Databricks' data lake solution paves the way for BI and AI
Databricks has launched SQL Analytics, which enables cloud data warehousing on data lakes and offers improved price and performance over traditional cloud data warehouses.
The new solution allows data analysts to perform workloads previously meant only for a data warehouse on a data lake, the company states.
This expands the traditional scope of the data lake from data science and machine learning to include all data workloads, including business intelligence (BI) and SQL.
Now, organisations can allow data teams across data engineering, data science, and data analytics to work on a single source of truth for data, the company states.
Key benefits of lakehouse architecture
According to Databricks, SQL Analytics realises the company's vision for a lakehouse architecture that combines data warehousing performance with data lake economics, resulting in up to 9x better price/performance than traditional cloud data warehouses.

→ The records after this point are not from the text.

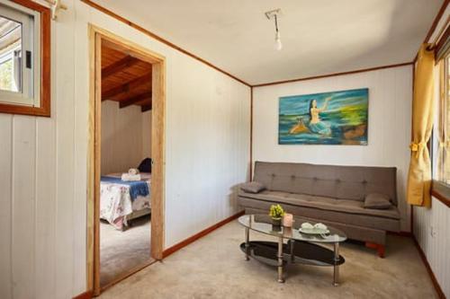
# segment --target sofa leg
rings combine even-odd
[[[375,244],[370,242],[366,242],[365,247],[376,250],[376,251],[378,252],[378,256],[382,259],[384,259],[384,250],[385,250],[384,245]]]

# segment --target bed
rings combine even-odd
[[[100,218],[123,231],[131,219],[150,214],[151,174],[140,172],[140,181],[123,181],[121,175],[101,178]]]

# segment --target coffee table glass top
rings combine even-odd
[[[326,234],[309,234],[301,233],[298,228],[306,221],[299,221],[298,219],[293,223],[292,228],[274,226],[272,224],[272,219],[267,215],[244,215],[239,217],[238,222],[245,227],[253,231],[274,237],[283,237],[284,239],[322,243],[336,243],[346,240],[346,235],[342,231],[331,226],[328,226],[329,233]],[[313,222],[308,222],[311,224],[315,224]]]

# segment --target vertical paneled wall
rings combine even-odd
[[[65,4],[52,22],[51,118],[0,114],[2,299],[86,288],[89,23],[166,58],[165,247],[236,213],[248,177],[248,86],[80,1]]]
[[[142,160],[144,144],[151,139],[151,124],[140,106],[119,108],[118,101],[102,102],[102,174],[127,171]]]
[[[414,207],[414,235],[450,298],[450,207],[433,198],[432,207]]]
[[[365,87],[369,88],[367,145],[278,145],[279,97]],[[255,161],[395,166],[401,230],[410,231],[405,191],[410,162],[411,66],[258,87],[253,92]]]

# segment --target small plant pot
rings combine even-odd
[[[272,225],[274,226],[281,226],[282,218],[272,218]]]

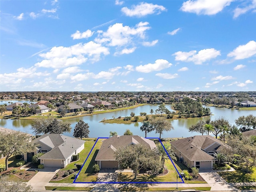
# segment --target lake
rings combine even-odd
[[[120,135],[122,135],[126,129],[129,129],[133,132],[134,135],[138,135],[141,136],[144,136],[143,132],[140,131],[140,127],[142,123],[136,122],[129,124],[108,124],[100,123],[104,118],[106,119],[112,118],[114,116],[116,118],[119,116],[124,117],[130,116],[131,112],[134,112],[135,115],[139,115],[140,112],[146,112],[147,114],[150,114],[150,111],[152,109],[154,111],[158,108],[159,105],[146,105],[131,109],[124,110],[122,111],[106,113],[89,116],[77,117],[72,119],[63,120],[69,122],[71,124],[72,130],[70,133],[65,133],[64,134],[72,136],[73,129],[76,124],[80,120],[82,120],[89,125],[90,133],[90,137],[105,137],[109,136],[110,131],[115,131]],[[170,105],[166,105],[166,107],[170,110]],[[235,109],[226,109],[224,108],[217,108],[214,107],[209,107],[214,115],[211,116],[211,119],[214,120],[220,117],[224,117],[228,119],[231,124],[235,124],[235,120],[240,116],[247,116],[252,114],[256,116],[256,110],[238,110]],[[181,119],[170,120],[174,130],[169,132],[164,132],[161,137],[187,137],[194,135],[198,135],[198,133],[195,132],[189,132],[188,128],[191,125],[196,123],[198,121],[204,118],[194,118],[189,119]],[[20,130],[29,133],[33,134],[30,129],[32,120],[0,120],[0,126],[10,129]],[[148,137],[158,137],[159,134],[156,134],[154,132],[152,132],[147,134]]]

Furthermore, Databricks states a lakehouse architecture simplifies data and AI for organisations.
In the past, data teams had to maintain proprietary data warehouses for BI workloads and data lakes for data science and machine learning workloads, because no single data platform could meet the performance needs of BI and the flexibility needs of data science.
Expensive and complicated to maintain, this coexistence of legacy architectures has created data silos that slow innovation and stifle data team productivity, Databricks states.
A lakehouse addresses this by running all workloads through a single architecture.
The specifics of SQL Analytics
SQL Analytics is built on Delta Lake, an open format data engine that adds reliability, quality, and security, to a customer's existing data lake.
Customers are able to avoid storing multiple copies of data, as well as locking data up in proprietary formats.
To deliver BI-performance on a data lake, SQL Analytics makes use of two innovations.
First, it provides auto-scaling endpoints that keep query latency consistently low under high user load.
Second, it uses Delta Engine, Databricks' polymorphic query execution engine, to complete queries against both large and small data sets.
With native connectors for all major BI tools, including Tableau and Microsoft Power BI, customers can integrate SQL Analytics into their existing BI workflows to conduct analytics on fresher, more complete data.
SQL Analytics also provides a SQL-native query and visualisation interface to allow analysts, data scientists, and developers without access to traditional BI tools to build dashboards and reports that can be shared within their organisation.
A statement from the CEO
Databricks CEO and co-founder Ali Ghodsi says, “It is no longer a matter of if organisations will move their data to the cloud, but when.
"A lakehouse architecture built on a data lake is the ideal data architecture for data-driven organisations and this launch gives our customers a far superior option when it comes to their data strategy.
"We've worked with thousands of customers to understand where they want to take their data strategy, and the answer is overwhelmingly in favor of data lakes.
"The fact is that they have massive amounts of data in their data lakes and with SQL Analytics, they now can actually query that data by connecting directly to their BI tools like Tableau.”